J'ai été nommé assistant de sociologie au Collège universitaire français de Moscou en septembre 2019. Auparavant, j'ai enseigné "Les méthodes en sociologie" dans ce collège (2018-2019) et ai participé à l'encadrement du stage de terrain des étudiants de première année (2018 et 2019). Je suis également membre, depuis 2018, de l’équipe d’organisation du séminaire de sociohistoire "Espace public : mobilisations, engagements, appartenances" au Centre des études franco-russes de Moscou.

Publication

Aleksandr Lutsenko, « “Why Go on a Program and Answer in General Terms?” TV Interviews as a Mechanism for the Reproduction of the Political Order », Laboratorium, 2017, vol. 9, no 2, p. 82-111.

Communications

Aleksandr Lutsenko, « Otslezhivanie naruchenii kak metod dostizhenia prakticheskih tselei: pravila rechevogo vzaimodejstvia i zhurnalistskaia rabota v televizionnom interv'u ». Conference Development Vectors of Modern Russia 2018, Polomka I remont vo vzaimodejstvii s tehnologiami: etnometodologicheskaia perspektiva, The Moscow School of Social and Economic Sciences, 21 avril 2018,

Aleksandr Lutsenko, « Trudnosti perevoda : Kak informatsionnie agentstva proizvod’at novosti iz interv’u s ofitsialnimi istochnikami », workshop, Pratiques journalistiques en Russie dans un contexte de transformations politiques et technologiques, Centre des études franco-russes, Moscou, 18 septembre 2017.

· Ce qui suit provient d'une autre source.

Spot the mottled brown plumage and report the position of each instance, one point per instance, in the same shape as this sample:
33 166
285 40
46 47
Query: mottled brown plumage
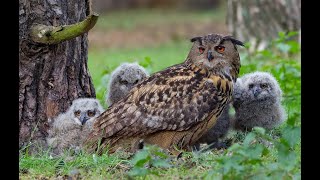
176 106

Aleksandr Lutsenko, « Interviewing Styles on State-Controlled and Non-State-Controlled Channels in Russia: Disparity or Interdependence? » 5th annual conference Comparative Media Studies in Today’s World, Media Transformations in Times of Technological Boom and Political Polarization, Saint Petersburg State University, 12 avril 2017.

Aleksandr Lutsenko, « L'élite économique russe (les "oligarques") à l'épreuve de l'interview télévisée », séminaire de Françoise Daucé, Médias et pouvoir, de l'URSS à la Russie, EHESS, 11 décembre 2015

Aleksandr Lutsenko, « Les oligarques en direct : mobiliser l’analyse de conversation comme dispositif de description pour l’étude d’interviews télédiffusées », Rencontres Annuelles d'Ethnographie 2015, Ethnométhodologie, analyse conversationnelle et ethnographie : des affinités sélectives ?, EHESS, 15 octobre 2015.